Gritchka has also drawn my attention to another use for enzymes, this time in genetic research. In order for research to be carried out as to what certain genes do in a cell (a key step in research into HIV and AIDS, as one example), "molecular scissors" are used. More properly known as ribozymes, or catalytic RNAs, these scissors cut the RNA messages used to convey information from certain genes, so rendering the genes effectively useless.

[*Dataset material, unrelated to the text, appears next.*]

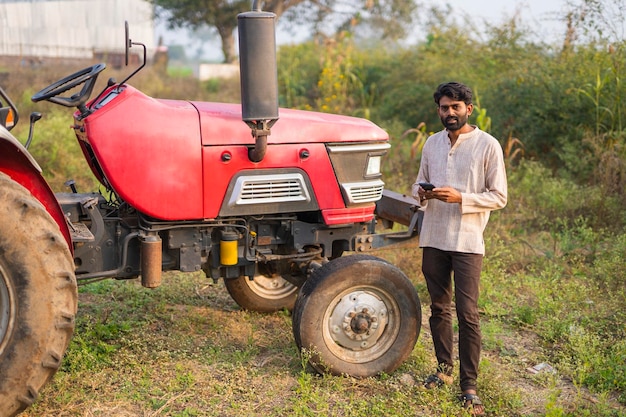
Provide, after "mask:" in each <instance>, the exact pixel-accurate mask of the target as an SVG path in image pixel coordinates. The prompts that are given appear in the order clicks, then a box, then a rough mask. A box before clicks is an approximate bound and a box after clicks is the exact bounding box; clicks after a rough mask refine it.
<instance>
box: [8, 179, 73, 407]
mask: <svg viewBox="0 0 626 417" xmlns="http://www.w3.org/2000/svg"><path fill="white" fill-rule="evenodd" d="M77 305H78V294H77V287H76V278H75V276H74V265H73V261H72V256H71V253H70V251H69V248H68V247H67V242H66V241H65V239H64V238H63V235H62V234H61V232H60V230H59V227H58V225H57V224H56V223H55V221H54V220H53V219H52V217H51V216H50V215H49V214H48V212H47V211H46V210H45V208H44V207H43V206H42V205H41V204H40V203H39V201H37V199H36V198H35V197H33V196H32V195H31V194H30V193H29V192H28V190H26V189H25V188H24V187H22V186H21V185H19V184H18V183H16V182H15V181H13V180H11V178H9V177H8V176H7V175H5V174H3V173H0V416H3V417H4V416H14V415H17V414H19V413H20V412H21V411H23V410H25V409H26V408H27V407H28V406H30V405H31V404H32V403H33V402H34V401H35V400H36V399H37V397H38V395H39V390H40V389H41V388H42V387H43V386H44V385H45V383H46V382H47V381H48V380H49V379H50V378H51V377H52V375H54V373H55V372H56V371H57V370H58V369H59V366H60V365H61V360H62V358H63V355H64V353H65V351H66V349H67V346H68V344H69V341H70V338H71V336H72V333H73V331H74V317H75V315H76V310H77Z"/></svg>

I say enzymes when talking about ribozymes, but there seems to be some dissent as to whether ribozymes really count as enzymes, since they are not actually proteins (see above, where I say "Enzymes themselves are all proteins"(!) I suppose the problem occurs because when the term was defined, all such biological catalysts were proteins (ribozymes were discovered in 1987). It all really comes down to definition. If you define an enzyme as a biological catalyst, then ribozymes are enzymes. If you include being a protein in the requirements, then they are not. Either way, ribozymes exhibit enzyme-like properties, which is why they are included here.